In this post, I would like to introduce another product with optimal human factor / ergonomics-knowledge-based design. This is the ergonomic keyboard. Prior to doing related research, I actually never know that this type of weird-looking keyboards existed. I know that there are keyboards designed specifically for gamers and perhaps programmers but at least in my impression, those still have designs of a traditional-formed keyboard, which is a basic rectangle layout. In terms of the keys, except for on a laptop, it will usually be asymmetrical with the alphabetic part of to the left and a numeric keypad to the right. This suggests that if the user aligns the center of the keyboard with the center of their body, they will be typing with the right hand more bent, and therefore constantly in a strange posture, as the alphabetic part of the keyboard will be to the left of their body.

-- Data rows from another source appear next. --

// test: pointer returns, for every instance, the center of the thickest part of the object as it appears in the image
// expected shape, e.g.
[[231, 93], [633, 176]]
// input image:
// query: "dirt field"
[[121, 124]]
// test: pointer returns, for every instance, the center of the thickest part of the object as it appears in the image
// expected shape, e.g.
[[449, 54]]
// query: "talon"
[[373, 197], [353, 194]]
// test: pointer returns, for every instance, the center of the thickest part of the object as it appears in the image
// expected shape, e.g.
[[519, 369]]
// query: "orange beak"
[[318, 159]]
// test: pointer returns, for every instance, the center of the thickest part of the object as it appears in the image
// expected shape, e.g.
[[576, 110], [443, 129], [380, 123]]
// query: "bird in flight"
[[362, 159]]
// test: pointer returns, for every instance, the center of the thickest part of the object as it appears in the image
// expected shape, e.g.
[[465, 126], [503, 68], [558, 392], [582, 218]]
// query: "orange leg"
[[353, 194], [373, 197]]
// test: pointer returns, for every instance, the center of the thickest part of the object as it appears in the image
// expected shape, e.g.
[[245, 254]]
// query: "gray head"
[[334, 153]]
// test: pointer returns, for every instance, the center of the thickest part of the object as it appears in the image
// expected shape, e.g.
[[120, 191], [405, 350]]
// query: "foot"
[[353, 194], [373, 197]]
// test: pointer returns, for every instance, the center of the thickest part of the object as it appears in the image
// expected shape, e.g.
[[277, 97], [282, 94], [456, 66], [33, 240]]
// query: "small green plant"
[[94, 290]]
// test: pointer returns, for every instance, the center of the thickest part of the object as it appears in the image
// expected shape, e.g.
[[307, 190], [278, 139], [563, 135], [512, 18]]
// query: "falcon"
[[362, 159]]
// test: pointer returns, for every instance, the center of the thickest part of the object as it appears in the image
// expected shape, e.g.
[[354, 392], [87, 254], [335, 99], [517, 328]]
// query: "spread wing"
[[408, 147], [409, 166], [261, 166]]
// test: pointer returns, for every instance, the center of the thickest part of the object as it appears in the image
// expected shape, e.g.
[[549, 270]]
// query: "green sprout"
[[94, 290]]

So for the sake of users with the intensive frequency of using the keyboard, they ought to align the alphabetic part of the keyboard with their body. We can discover that according to most keyboard layout, that means aligning the ‘H’ key with the center of the body. Another thing worth noticing is that the angle of the traditional keyboard is not relatively correspondent to the natural angle of the wrist. Most keyboards slope upwards from front to back, (which doesn’t happen for laptops but that fact that the keyboard is still on a machine with thickness above the table and this height differences also required the hand to bent), and this means that users bend their hands upwards when they are typing on the keyboard:usually people place their wrists on the table and lift their hands to type, which induce quite severe fatigue and muscle stress if typing for a long time. This posture is called wrist extension, and it is a source of injury risk for the wrist. Once the hand is extended beyond about a minor (15°) upward angle, there will be a very significant increase in the compression of the median nerve and other structures inside the wrist. So it is better to type with the hands as flat as possible. The best way of achieving this with a standard keyboard is to place the keyboard on a height adjustable, downward tilting keyboard tray, which I believe I have seen in many offices where I had a chance to visit. The alternatives are also keyboards with a wrist supporter, which is incorporated in many designs of ergonomic keyboards.

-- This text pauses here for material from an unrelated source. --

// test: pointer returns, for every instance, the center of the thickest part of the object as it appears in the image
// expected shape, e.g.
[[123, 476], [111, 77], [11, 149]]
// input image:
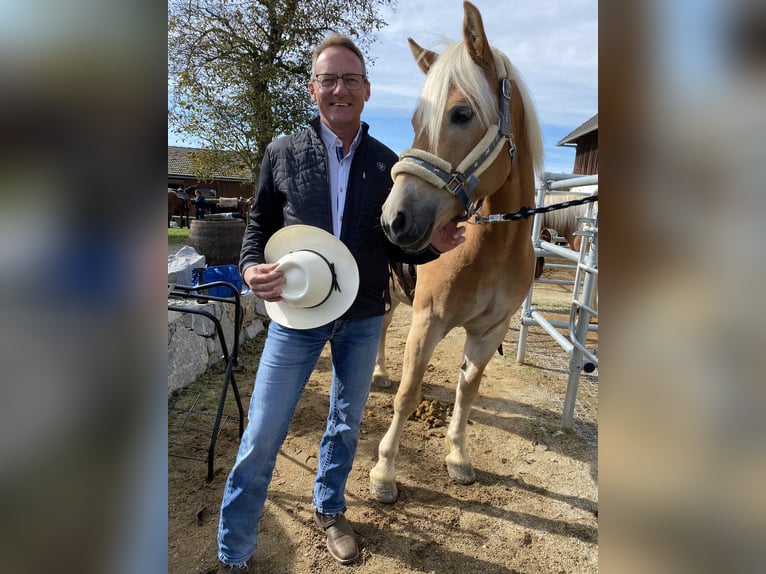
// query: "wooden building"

Interestingly, is keeping the hand flat when typing the only available improvement an ergonomics keyboard had inputted? Obviously no! Judging only from the visual presentation of the designs, many keyboards have a rather divided layout comparing to a traditional keyboard, meaning that there will be a clear gap in the design as if it is designating the areas the left hand and the right hand to enter. The curves on the wrist supporter seem to further determine the optimal angle where the hand should be placed when typing. One Microsoft-produced ergonomic keyboard (see picture above) also smartly implemented the scroll wheel and the buttons of a mice on a keyboard, considering that people will experience trouble when they intend to extend their hand to reach for the mouse in the middle of operation and technically such an action will reduce efficiency but cause unnecessary stress to the shoulder.
In fact, many ergonomic keyboards are actually designed as two physically-split modules, basically, two pieces serving the purpose of one traditional keyboard with half of the keys on each piece. Why would such design be a potentially better approach compared to having an intact one? It can certainly reduce discomfort and risks for wrist injuries, but there is more. According to Dr. Hargreaves, people can do a little experience to see if they can get used to the separated keyboard: try “play typing” with your forearms extended straight in front of your shoulders, then compare that to making a “V” with your hands together while your wrists are straight. If you opt for total separation, determine how far apart your fingers are when positioned for typing. The particular design can lift stress for the wrist, neck and should not need too much adaption since users can choose any distance as the gap that gives them the most comfort. Isn’t this very interesting? I, as a college student who types every single day, would love to give them a try!